Archbishop Williams told the congregation of clergy (including some who had travelled from the troubled areas of the north and the east), lay workers, community and diplomatic representatives, and representatives of other faith communities, that the situation in Sri Lanka demonstrated this.
‘In this global village it seems very difficult to have any sense that we inhabit together the small territory that is given to us. You know all about that in this island. A small island, divided by bitter enmities, by violence and abuses, so easy to say 'the future must be ours and only ours, and not for them. The future must be for us and not for the others.' In this small island the churches of Christ and the other communities of faith continue to witness to a hope that is greater than that, to the hope that the communities of this island will be able to say 'without you I can do nothing…' that the communities of this island will be able to look at one another in hope and not in fear.’
Fear, caused by such divisions, have terrible consequences and could only be overcome by trust:
‘The whole world is a territory which we must learn to live in together, with a shared ownership, a shared responsibility.
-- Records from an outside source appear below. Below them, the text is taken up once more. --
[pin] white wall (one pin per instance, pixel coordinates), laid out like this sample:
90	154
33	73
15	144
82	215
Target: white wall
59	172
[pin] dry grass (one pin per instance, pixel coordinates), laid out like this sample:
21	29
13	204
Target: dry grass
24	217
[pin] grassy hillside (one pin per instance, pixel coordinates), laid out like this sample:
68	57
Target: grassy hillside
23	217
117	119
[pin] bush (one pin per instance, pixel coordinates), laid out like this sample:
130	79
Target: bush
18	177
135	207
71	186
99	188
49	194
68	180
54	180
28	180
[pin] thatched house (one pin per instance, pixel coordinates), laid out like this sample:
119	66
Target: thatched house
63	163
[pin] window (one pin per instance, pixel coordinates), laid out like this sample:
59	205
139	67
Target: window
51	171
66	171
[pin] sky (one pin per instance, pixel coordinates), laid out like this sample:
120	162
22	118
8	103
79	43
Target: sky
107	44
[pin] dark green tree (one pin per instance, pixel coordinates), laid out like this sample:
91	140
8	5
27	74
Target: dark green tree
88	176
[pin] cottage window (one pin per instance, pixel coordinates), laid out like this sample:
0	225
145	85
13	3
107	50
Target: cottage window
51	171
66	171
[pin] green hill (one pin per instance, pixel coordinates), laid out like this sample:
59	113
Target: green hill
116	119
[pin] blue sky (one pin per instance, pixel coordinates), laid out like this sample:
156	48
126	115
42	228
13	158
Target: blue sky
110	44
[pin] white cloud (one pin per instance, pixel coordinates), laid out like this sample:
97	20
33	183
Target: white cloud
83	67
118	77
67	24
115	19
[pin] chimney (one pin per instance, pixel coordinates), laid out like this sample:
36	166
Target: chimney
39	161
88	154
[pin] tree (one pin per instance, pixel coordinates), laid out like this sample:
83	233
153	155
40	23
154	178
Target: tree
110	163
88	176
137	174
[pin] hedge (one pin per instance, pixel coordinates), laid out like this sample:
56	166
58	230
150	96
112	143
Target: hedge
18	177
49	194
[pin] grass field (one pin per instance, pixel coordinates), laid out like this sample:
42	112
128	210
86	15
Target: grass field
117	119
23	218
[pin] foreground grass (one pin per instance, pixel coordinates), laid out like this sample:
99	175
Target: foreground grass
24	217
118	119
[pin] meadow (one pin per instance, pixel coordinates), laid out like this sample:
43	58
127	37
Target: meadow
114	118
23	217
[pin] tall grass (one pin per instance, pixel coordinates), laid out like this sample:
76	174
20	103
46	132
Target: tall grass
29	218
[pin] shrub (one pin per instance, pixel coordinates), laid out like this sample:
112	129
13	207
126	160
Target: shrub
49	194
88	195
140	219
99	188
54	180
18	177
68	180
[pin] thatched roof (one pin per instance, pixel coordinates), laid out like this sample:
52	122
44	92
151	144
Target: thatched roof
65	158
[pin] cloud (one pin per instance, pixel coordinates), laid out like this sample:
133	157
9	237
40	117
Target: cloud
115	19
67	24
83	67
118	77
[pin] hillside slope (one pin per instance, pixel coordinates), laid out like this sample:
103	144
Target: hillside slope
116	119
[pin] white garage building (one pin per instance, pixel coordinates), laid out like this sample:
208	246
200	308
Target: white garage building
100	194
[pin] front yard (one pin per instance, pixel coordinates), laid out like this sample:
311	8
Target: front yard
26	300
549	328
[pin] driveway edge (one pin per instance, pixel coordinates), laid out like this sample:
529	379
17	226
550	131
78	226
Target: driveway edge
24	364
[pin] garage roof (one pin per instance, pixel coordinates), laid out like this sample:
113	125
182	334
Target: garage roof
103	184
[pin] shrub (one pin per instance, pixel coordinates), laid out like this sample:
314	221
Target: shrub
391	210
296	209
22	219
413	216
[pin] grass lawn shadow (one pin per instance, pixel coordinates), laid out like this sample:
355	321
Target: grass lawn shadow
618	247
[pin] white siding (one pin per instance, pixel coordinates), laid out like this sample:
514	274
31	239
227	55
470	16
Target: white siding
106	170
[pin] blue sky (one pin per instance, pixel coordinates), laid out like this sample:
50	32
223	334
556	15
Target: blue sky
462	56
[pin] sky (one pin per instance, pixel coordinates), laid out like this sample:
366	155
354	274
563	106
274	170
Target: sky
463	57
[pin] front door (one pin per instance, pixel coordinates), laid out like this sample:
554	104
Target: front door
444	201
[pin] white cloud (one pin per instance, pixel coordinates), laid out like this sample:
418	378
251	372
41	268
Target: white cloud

It is not only this island or my own island that is too small for conflict, the world is too small for conflict and out modern communications and technology should be teaching not how easy it is to spread the messages of fear and paranoia and hatred; it should be teaching us that we can grow into a common language, a common vision, a common responsibility’.
Talking and listening across the divides were vital responsibilities which the churches and others should ensure:
‘We must keep our bridges in good repair, the bridges for listening and sympathy, hearing the truth from one another, learning what the other's experience is like. And as we do that we shall find, so God promises us, that there is a blessing even from the stranger. We meet this morning in the knowledge and the hope of that communion and community. We commit ourselves afresh to that vision of remaining with one another as Christians, as human beings, as citizens of this country. We commit ourselves to a communion in which we are all nourishing and serving the humanity of each other in which we will not let one another go until God has blessed us’.